At SimpleSite we use long-term metrics to re-evaluate old growth hacks. That paid off well on a video tutorial we implemented in our signup wizard.
We wanted to provide ways to engage our users when they landed on our site after signing up for a trial and we had an idea that providing a video on how to use the site would most likely be a good way to do this.
Everything we read on the issue seemed to back up this idea (a lot of resources make this claim), so a decision was made to build and test a video experiment on our site. The first version had two modes, one that showed the video during the sign up process and one that was optional (and slightly hidden) on the user’s dashboard.
At the time, we were sure this was the right approach, but when we checked the stats, found out that it really wasn’t.
The experiment tanked, the video that played during sign-up made users close their browsers (most likely in anger or confusion) and the video that was optional was never played, thus having no effect on any of the parameters that we wanted to influence.
After running the experiment for a short period, the first version was canned and another version was designed and built. The new experiment was shown in a popup when the user was done with the sign-up process, the video was shorter and, basically, we were sure that this was the experiment that would prove our hypothesis.
Despite all our expectations and good intentions, this experiment did just as poorly on all parameters.
Fewer users paid for the premium version, fewer users engaged with the site and, generally, it was a bit of a flop.
Of the users that were presented with the popup, very few had actually clicked play on the video and even less, 5%, had actually finished watching the video.
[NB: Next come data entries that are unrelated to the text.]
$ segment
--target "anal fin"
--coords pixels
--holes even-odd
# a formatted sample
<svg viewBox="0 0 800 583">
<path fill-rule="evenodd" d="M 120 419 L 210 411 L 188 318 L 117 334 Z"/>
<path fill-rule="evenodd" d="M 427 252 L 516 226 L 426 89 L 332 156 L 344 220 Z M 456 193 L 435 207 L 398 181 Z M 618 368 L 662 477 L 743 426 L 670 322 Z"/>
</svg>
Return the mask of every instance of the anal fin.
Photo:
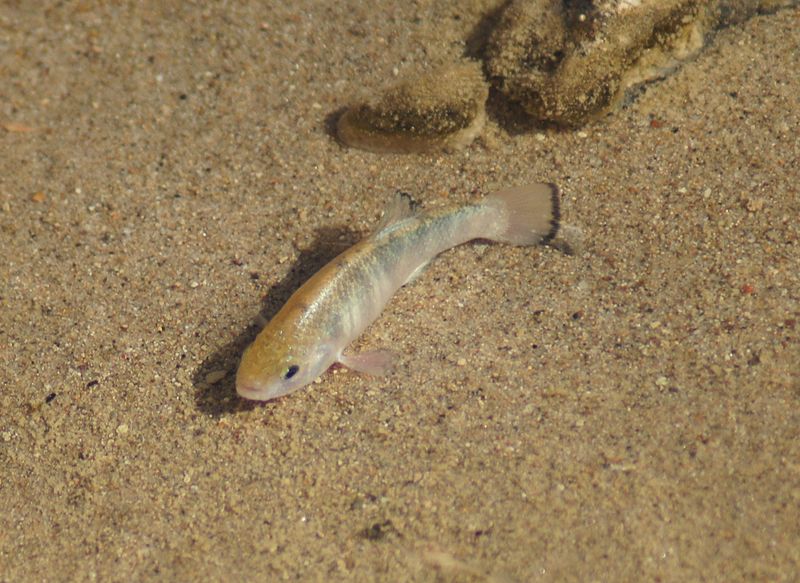
<svg viewBox="0 0 800 583">
<path fill-rule="evenodd" d="M 409 283 L 417 279 L 420 275 L 422 275 L 422 272 L 425 271 L 425 268 L 428 267 L 429 263 L 430 263 L 429 261 L 426 261 L 425 263 L 417 267 L 414 271 L 412 271 L 411 275 L 408 276 L 408 279 L 406 279 L 403 282 L 403 285 L 408 285 Z"/>
</svg>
When looking at those stats, we decided that it was best to discard the experiment and focus our efforts elsewhere. This would most likely have been the end of this implementation, had it not been for our monthly “old experiments” analysis meeting.
Why revisit a failure?
A lot of resources on growth hacking focus on specific tweaks and experiments that can improve specific areas of your product like conversion and engagement of users. The general idea is: “Do this and you will succeed”.
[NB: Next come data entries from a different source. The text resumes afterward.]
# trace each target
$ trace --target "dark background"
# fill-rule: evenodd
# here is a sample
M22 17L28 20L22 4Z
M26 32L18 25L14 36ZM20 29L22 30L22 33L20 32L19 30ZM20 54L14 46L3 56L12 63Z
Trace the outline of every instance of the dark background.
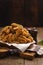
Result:
M0 0L0 26L12 22L43 26L43 0Z

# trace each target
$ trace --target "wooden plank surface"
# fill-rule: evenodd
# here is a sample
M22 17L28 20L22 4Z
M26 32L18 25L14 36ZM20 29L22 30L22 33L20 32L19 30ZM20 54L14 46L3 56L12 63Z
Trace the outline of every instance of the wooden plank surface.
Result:
M37 30L38 30L37 40L38 41L43 40L43 27L37 28Z
M0 65L24 65L24 59L19 57L8 57L0 59Z
M25 60L25 65L43 65L43 58L35 58L33 61Z
M38 40L43 40L43 28L38 28ZM0 65L43 65L42 58L34 58L33 60L27 60L19 57L7 57L0 59Z

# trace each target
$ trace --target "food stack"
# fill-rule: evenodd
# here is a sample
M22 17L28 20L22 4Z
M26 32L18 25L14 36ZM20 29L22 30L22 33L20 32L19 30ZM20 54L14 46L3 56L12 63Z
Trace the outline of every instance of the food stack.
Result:
M1 29L0 31L0 49L10 49L10 47L6 44L27 44L33 42L34 38L32 35L29 33L29 31L24 28L22 25L17 24L17 23L12 23L9 26L5 26L4 28ZM12 47L11 47L12 49ZM13 48L15 49L15 48ZM8 52L5 51L5 52ZM3 51L4 52L4 51ZM34 57L35 52L19 52L19 55L21 57Z

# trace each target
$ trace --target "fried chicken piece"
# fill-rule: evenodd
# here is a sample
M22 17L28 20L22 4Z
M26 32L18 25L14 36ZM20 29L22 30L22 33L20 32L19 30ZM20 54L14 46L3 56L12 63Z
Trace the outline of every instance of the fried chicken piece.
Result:
M11 37L11 41L12 41L12 43L14 43L15 40L16 40L16 36L15 36L15 34L12 34L12 37Z
M11 43L12 42L12 33L8 34L8 42Z
M18 29L17 31L16 31L16 37L18 37L20 34L22 34L22 29Z
M18 40L17 40L19 43L26 43L26 39L22 38L22 37L18 37Z
M9 26L2 28L2 32L5 32L8 28L9 28Z
M12 30L12 26L6 26L2 29L2 32L5 32L6 34L10 33L10 30Z
M20 28L23 28L23 26L22 26L22 25L17 24L17 23L12 23L12 24L11 24L11 26L12 26L12 27L20 27Z
M15 39L16 39L15 34L12 34L12 33L8 34L8 39L7 39L7 41L8 41L9 43L14 43Z
M22 29L22 35L28 37L28 36L30 36L30 33L25 28L23 28Z
M0 40L9 43L28 43L33 41L29 31L20 24L12 23L1 30Z
M11 26L13 26L13 27L17 27L18 24L17 24L17 23L12 23Z
M0 35L0 40L2 40L5 37L5 33Z
M20 36L22 38L20 41L24 40L24 43L31 42L31 39L26 38L25 36Z
M14 31L16 31L16 30L18 30L18 29L19 29L19 27L14 27L14 28L13 28Z
M7 38L8 38L8 35L4 35L1 40L2 40L3 42L7 42Z
M13 33L13 34L16 34L16 31L18 30L18 27L14 27L14 28L12 28L12 30L11 30L11 32Z
M31 39L31 42L34 40L32 36L29 36L28 39Z
M5 33L6 33L6 34L9 34L9 33L10 33L10 29L7 29L7 30L5 31Z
The reality is that most of the times you attempt to apply the knowledge of others to your product, the first run-through is not likely to do as well as you expected. The obvious response to this is to keep trying until you succeed and keep measuring the short term parameters that provide the quickest conclusions.
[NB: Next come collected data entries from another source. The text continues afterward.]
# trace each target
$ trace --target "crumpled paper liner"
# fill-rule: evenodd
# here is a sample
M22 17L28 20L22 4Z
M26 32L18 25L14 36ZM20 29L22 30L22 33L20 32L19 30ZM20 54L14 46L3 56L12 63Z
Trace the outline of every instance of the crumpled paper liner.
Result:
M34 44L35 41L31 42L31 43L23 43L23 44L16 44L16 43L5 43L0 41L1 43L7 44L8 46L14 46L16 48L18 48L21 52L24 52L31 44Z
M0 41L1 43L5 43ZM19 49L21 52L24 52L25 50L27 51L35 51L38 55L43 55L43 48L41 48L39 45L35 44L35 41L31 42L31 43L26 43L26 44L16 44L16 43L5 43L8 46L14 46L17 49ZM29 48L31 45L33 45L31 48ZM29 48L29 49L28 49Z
At SimpleSite we have found that another very important aspect is to also spend time examining old experiments for more long term parameters that can provide insight, that the short term parameters do not.
So we revisited the available data on the users that were exposed to our video experiment.
Video viewers turned out to be more engaged
In our “old experiments” analysis meeting, every single experiment we have ever run is measured by long-term parameters; specifically we measure the life-time value of the users that have seen a specific mode of an experiment.
This is measured through an average time on site and, for paying customers, the average of the total amount of subscription days.
The second iteration of the video experiment stood out. Even though the total number of subscriptions for users that had seen the experiment was down, the average amount of paid days for those specific users was up. In other words, the few users who had seen the video would actually go on to become better customers.
Reintroducing the once failed video
The realisation made us reintroduce the video experiment, almost a year after the initial experiment had run.
It was obvious that the video actually had an effect, but not enough people had seen it. The few that did, benefitted from it, but the vast majority just closed the window. We needed to make sure that more people watched the video.
The new version was changed to introduce a different skin for the video player, with a bigger play button, less text and the text was worded differently.
The result of the tweak was obvious from the beginning.
The amount of users that started the video increased from 13% to 20% and the amount of finishes increased to 10%.
These numbers are still not very high, but just this small increase in viewers produced a 30% increase in user engagement and an increase in payers with an expected higher LTV than users who were not exposed to the experiment.
In the near future, we will most likely implement a brushed up version of this video experiment including the lessons we’ve learned from the various iterations.
We would certainly have introduced engagement videos to the site at some point, but had we not taken a step back and analysed this specific implementation, we would not have reached the conclusions that we did. Based on this, a couple of points can be summarised:
Log everything (that makes sense): This might seem obvious, but sometimes you get caught up in the “narrow metrics”, which means you don’t notice the more specific issues with that experiment implementation. Had we not implemented (excessive) logging on the second iteration, we would probably not have realised that the main issue was, basically, that it was too easy to close the popup which meant too few users actually saw the video.
Try, fail and try again: This should be self-explanatory and might seem like a cliché, but don’t be afraid to fail. Even failures provide valuable insight.
Use both short- and long-term metrics: Short-term metrics like clicks, trials and conversions give you a quick indication of how your experiment is doing and are obviously the primary thing you should be measuring. However, long term metrics like LTV are important to show how your experiment actually affects the behavior of your users. Even though the experiment might not provide the changes you expect, analysing long term metrics might give you different insights.
Always take the time to analyse old experiments: When you are focused on growth, you have a tendency to chase the next “big thing” that will improve a key metric for your product. This leaves little time to actually take a step back and analyse your previous experiments. We have learned that in many cases, very valuable insight can be gained by systematically going through old experiments and analysing them through the long term lens. This in turn can produce even better experiments and better results, which will, in the long run, keep you on a path to sustainable growth.